A British man was hoping for a misdiagnosis on a suspected cancer tumor, but he probably did not expect doctors to find a foreign object deep inside his lungs.

What was thought to be a tumor actually turned out to be a tiny plastic cone. How did a toy end up embedded in the man's lungs?

Suspected Lung Cancer Tumor Was A Tiny Toy Cone

Paul Baxter, from the city of Preston in Lancashire, England, was referred to a respiratory clinic after suffering from a cough for more than a year. He was suspected to be suffering from lung cancer, primarily due to his history as a long-term smoker.

However, during a bronchoscopy, doctors did not detect any signs of cancer. Instead, the camera picked up a small orange object at the bottom of Baxter's lung. The doctors proceeded with an operation to extract the object, and it turned out to be a tiny plastic traffic cone.

"[When they pulled it out] everyone just started laughing, the doctors, nurses, all of us," Baxter narrated, relieved that he was not suffering from lung cancer and adding that he will keep the toy that was pulled out of his lung as a "trophy" that he can show to his grandchildren.

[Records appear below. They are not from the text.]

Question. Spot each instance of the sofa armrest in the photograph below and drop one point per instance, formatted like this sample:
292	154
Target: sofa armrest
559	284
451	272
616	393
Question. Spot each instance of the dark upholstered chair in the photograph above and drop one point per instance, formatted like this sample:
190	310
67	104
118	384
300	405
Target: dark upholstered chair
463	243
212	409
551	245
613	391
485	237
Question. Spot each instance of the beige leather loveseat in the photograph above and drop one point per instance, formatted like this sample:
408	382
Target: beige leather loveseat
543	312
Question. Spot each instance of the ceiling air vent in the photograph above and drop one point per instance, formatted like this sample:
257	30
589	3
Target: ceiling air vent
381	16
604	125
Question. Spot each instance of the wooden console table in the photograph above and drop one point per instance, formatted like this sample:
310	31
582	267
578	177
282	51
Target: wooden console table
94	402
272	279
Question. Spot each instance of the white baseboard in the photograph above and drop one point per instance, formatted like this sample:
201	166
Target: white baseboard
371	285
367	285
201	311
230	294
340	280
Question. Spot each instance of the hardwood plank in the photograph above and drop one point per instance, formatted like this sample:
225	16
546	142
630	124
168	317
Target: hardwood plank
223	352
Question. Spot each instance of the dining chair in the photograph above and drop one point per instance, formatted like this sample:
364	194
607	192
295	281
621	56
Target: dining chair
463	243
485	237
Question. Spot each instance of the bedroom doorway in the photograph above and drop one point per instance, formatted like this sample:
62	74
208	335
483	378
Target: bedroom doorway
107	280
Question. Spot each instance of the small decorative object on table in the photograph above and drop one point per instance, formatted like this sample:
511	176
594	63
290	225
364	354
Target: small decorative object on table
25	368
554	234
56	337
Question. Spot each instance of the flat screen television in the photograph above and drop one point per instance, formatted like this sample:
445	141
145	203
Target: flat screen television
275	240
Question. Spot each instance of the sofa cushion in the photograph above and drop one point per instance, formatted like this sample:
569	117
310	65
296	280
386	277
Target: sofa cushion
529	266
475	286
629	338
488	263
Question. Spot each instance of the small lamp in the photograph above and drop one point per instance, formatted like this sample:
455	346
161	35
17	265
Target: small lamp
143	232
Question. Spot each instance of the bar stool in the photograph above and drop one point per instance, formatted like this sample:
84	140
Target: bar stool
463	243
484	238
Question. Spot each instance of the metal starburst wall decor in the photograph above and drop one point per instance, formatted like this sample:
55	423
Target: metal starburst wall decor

How Did A Toy End Up In The Man's Lungs?

The unique case was detailed in the BMJ Case Reports journal, which explained why a toy ended up inside Baxter's lungs.

The report said that the patient remembered regularly playing with Playmobil toys during his childhood. Baxter remembered the toy cone from a model railway set he had back when he was 7 years old. He also admitted that he was eating his toys, and apparently, the toy cone entered his windpipe without him noticing it.

The toy cone has apparently stayed lodged inside Baxter's lungs for 40 years. The object was not detected when he was diagnosed with pneumonia when he was 18 years old, nor was it picked up by an MRI scan that was taken in 2004 due to a brain abscess.

Four months after the toy cone was removed from Baxter's lungs, the report noted that his cough has disappeared.

"On a positive note, his symptoms improved markedly and he finally found his longlost Playmobil traffic cone in the very last place he would look," the report playfully wrote. Inhaling small objects often resulted in symptoms within a week, but Baxter's toy cone only made its presence felt after four decades, making his case a very exceptional one in the history of medicine.